Which Search Engine Would Be a Jeopardy Champion?
After taking a random sampling of 200,000 “Jeopardy” clues and performing searches on Google, Bing, Ask, Blekko, Wikipedia search, and Yandex, this search engine “found” the most correct answers.
If you responded, “What is Google?” you would be correct.
With all the hoopla surrounding the upcoming man vs. machine IBM challenge on the long-running trivia game show hosted by Alex Trebek, Stephen Wolfram decided to quiz the search engines. After inputting each clue into the search engines without quotes, he counted:
Looking at the results, perhaps Ken Jennings should design a search engine?
Google bested Ask, Bing, and to a lesser extent Yandex on returning an answer anywhere on the search engine result page. Blekko was a somewhat distant fifth, while Wikipedia search was dead last.

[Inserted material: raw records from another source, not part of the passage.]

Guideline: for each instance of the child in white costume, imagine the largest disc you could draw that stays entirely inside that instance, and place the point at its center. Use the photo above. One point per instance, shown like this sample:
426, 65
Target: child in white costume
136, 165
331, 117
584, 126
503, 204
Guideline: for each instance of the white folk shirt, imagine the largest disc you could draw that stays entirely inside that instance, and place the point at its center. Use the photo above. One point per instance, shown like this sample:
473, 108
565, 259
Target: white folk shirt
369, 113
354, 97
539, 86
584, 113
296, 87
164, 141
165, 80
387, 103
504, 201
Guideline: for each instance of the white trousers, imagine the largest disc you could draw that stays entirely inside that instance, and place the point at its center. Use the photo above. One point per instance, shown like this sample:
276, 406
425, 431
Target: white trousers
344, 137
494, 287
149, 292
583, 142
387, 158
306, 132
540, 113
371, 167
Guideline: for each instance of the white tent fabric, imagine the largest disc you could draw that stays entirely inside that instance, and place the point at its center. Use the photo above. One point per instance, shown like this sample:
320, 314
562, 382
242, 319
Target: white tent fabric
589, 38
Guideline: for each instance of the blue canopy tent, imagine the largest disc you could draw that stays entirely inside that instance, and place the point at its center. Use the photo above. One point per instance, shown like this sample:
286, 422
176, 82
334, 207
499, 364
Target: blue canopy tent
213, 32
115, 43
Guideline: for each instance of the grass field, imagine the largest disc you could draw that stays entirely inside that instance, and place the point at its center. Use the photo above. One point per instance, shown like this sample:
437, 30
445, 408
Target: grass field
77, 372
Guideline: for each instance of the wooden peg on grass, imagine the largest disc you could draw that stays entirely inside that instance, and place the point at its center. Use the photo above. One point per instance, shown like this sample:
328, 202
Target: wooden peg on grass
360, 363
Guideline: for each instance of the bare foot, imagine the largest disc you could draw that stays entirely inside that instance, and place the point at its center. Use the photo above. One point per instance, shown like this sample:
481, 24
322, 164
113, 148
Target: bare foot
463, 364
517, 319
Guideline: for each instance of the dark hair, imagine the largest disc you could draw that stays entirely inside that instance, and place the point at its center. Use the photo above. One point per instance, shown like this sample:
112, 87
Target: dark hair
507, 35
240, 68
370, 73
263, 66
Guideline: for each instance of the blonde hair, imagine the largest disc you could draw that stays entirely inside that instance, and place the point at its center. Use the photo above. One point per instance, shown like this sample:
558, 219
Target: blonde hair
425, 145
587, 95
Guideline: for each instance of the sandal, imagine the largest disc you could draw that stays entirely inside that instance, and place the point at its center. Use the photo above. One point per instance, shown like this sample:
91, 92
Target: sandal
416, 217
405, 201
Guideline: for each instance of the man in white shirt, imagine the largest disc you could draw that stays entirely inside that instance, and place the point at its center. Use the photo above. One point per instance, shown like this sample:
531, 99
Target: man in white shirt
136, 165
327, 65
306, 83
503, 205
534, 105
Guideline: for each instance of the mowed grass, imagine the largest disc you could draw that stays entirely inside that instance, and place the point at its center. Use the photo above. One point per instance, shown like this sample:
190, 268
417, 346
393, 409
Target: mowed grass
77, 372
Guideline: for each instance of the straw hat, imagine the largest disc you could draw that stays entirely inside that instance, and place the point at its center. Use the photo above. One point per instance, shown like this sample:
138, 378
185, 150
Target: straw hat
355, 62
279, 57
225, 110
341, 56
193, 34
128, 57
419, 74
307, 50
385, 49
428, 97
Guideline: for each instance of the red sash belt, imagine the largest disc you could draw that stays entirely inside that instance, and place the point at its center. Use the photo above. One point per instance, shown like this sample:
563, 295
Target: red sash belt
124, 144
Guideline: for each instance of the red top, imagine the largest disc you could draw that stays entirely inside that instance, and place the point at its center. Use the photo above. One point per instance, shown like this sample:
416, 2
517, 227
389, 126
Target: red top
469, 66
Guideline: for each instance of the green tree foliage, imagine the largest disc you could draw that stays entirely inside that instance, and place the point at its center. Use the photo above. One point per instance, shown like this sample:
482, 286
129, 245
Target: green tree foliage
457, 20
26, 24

In a close one, Google bettered Bing, with Yandex and Ask trailing for frequency returning an answer in the first document. Blekko and Wikipedia remained in fifth and sixth place respectively.
“In terms of ‘Jeopardy,’ what we see is that just using a plain old search engine gets surprisingly far,” Wolfram wrote. “Of course, the approach here isn’t really solving the complete ‘Jeopardy’ problem: it’s only giving pages on which the answer should appear, not giving specific actual answers.”
Wolfram also noted that the top search engines succeeded about 20 percent of the time in returning the correct answer in the title of the first result. Despite their successes, they’re still no Ken Jennings, and Google and friends will need to do a lot more work before we get a Man vs. Search Engine episode, no doubt sponsored by AdWords.